In one of the first studies to use implicit measures (automatic gender associations beyond conscious awareness) as well as conscious self-report, researchers explored gender identity in 32 transgender children aged 5 to 12 years from supportive homes who were living out their self-identified gender in all areas of their lives. None of the children had reached puberty. They were age-matched with a group of cisgender (nontransgender) children for purposes of comparison.
The researchers used both self-report (explicit) tools that asked children to reflect on aspects of their gender and implicit evaluations aimed at assessing how strong the children’s more automatic gender associations were. They employed the Implicit Association Test (IAT) to explore how fast the children connected male and female gender with attributes linked to the concepts of “me” and “not me.” Faster responses are thought to indicate stronger associations between pairings.
On both implicit and explicit measures, data patterns for the transgender children were generally indistinguishable from findings for the cisgender children. Transgender children demonstrated strong implicit identification with their expressed gender on the IAT in the same fashion as cisgender children. On explicit measures of gender identity, transgender children expressed identical preferences in friends, toys, and food as corresponding cisgender children.
The researchers conclude that “while future studies are always needed, our results support the notion that transgender children are not confused, delayed, showing gender-atypical responding, pretending, or oppositional-they instead show responses entirely typical and expected for children with their gender identity.” Their data, the researchers note, provide additional evidence that transgender children exist and that their gender identity is “deeply held.”

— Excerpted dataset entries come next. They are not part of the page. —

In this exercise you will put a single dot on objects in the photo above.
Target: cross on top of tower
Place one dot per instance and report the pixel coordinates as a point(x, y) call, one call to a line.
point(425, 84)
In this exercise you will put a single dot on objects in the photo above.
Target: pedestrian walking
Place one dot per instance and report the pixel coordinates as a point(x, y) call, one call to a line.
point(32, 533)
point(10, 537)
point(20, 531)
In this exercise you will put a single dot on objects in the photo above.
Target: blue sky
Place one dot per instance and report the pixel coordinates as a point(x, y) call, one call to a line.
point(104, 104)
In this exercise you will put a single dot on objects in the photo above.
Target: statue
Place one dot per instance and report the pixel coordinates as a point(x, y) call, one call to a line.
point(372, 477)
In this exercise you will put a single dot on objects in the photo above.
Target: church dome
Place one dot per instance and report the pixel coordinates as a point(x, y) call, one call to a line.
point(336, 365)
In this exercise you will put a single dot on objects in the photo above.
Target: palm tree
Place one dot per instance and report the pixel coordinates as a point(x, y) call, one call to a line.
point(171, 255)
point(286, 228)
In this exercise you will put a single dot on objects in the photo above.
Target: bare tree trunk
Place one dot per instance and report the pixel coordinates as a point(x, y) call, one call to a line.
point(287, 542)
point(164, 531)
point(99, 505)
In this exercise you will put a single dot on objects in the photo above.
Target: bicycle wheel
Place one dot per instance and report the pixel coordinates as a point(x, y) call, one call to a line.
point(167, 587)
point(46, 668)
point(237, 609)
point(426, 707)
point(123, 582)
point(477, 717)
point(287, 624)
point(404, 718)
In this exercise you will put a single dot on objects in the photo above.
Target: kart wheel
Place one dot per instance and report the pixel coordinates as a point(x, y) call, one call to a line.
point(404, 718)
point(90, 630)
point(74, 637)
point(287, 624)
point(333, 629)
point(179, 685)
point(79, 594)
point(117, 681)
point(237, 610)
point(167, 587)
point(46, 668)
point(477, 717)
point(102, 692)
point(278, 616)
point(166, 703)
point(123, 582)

Skepticism about whether children who haven’t gone through puberty can be transgender has started to give way recently to the view that children who identify as transgender should be permitted to live out their expressed gender identity rather than encouraged to feel comfortable with their biological gender.
The researchers hope to recruit and follow as many as 100 transgender children into adulthood to investigate the impact on their development of receiving support for their gender identity in childhood and determine whether they experience more positive outcomes than today’s transgender adults. They note that the project would be the first large-scale, nationwide, longitudinal study of transgender children in the United States.
The study findings will be published in Psychological Science, a journal of the Association for Psychological Science.